Yaklaşınca o da eğilerek elinin tersini alnıma ve yanağıma değdirdi.
"İyi . Ateşin düşmüş."

"İşime devam edeyim mi  komutanım?"

"Et bakalım."

  Tekrar kitaplığın başında yerimi aldım. Atakan komutanın izlediğini hissediyordum. Ama dönüp bakmadım. Niye izliyordu ki?

"Hayatında biri var mı Caner?"

Atakan komutanın sorusuyla ona döndüm. İşini bırakmış ve sandalyesini bana döndürerek bana bakıyordu. Elinde kahvesi vardı. Boğazımı temizleyip cevapladım.

"Var konutanım."

Başını sallayıp bakmaya devam etti. Bende işime döndüm. Bazen çok ilgili davranıp bazense çok kaba davranıyordu. Anlamıyordum bu adamı.
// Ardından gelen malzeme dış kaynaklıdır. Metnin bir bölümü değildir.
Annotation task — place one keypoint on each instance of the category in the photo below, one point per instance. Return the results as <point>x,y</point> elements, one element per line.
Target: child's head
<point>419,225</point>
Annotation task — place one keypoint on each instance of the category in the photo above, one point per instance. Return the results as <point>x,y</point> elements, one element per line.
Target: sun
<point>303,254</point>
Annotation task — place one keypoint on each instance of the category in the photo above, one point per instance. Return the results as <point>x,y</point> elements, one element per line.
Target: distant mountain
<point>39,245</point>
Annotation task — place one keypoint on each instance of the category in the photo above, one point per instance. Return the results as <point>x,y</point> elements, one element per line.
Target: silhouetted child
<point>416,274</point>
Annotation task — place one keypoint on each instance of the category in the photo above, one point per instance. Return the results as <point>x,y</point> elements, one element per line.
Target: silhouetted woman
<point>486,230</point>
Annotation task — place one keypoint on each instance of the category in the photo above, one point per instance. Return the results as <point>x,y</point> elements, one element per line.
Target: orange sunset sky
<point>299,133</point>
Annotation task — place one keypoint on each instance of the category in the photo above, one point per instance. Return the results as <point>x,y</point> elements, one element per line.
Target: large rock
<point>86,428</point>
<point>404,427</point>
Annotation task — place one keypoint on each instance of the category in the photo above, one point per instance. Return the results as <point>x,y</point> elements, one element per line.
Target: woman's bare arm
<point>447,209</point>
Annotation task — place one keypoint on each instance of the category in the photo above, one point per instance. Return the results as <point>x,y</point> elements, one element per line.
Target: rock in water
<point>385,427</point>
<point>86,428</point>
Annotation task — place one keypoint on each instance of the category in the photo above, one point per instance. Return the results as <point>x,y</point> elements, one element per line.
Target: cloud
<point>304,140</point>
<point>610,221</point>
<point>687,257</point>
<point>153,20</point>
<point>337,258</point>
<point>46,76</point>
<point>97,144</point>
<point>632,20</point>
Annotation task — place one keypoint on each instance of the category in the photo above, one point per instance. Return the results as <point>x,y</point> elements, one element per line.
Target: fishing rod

Bir kaç saat daha devam edince kitaplığı daha erken düzenlemiştim. İşim bitince komutana arkamı döndüm. Atakan komutan işlerini bitirmiş telefonuna bakıyordu. Neden gitmediğine anlam veremedim.

"Komutanım işim bitti benim. İzninizle gidebilir miyim?"

Önce bana sonra kitaplığa bakmıştı. İfadesizce kafa sallamış ve telefonuna geri dönmüştü. Bende daha fazla durmadan çıkmıştım odadan.

Öğlen yemeğine biraz geç kalmıştım. Zaten iştahım yoktu. Bir kahve alsam yeterdi. Kantine gidip bir sade kahve aldım kendime.

Bahçeye çıkıp oturdum her zaman oturduğum ağacın dibine. Cebimden sigara paketini çıkarıp bir dal yaktım. İyi gelmişti. Hakan görse çok kızacağına emindim. Bağımlısı değildim ara sıra içerdim. Ama Hakan hiç içmemi istemiyordu.

Ben etrafı izlerken bir araba askeriyeden içeri giriş yaptı. Resmi bir araçtı. Büyük ihtimalle üst makamdır diye düşündüm. Ve kötüyü düşünmeyi arka plana attım.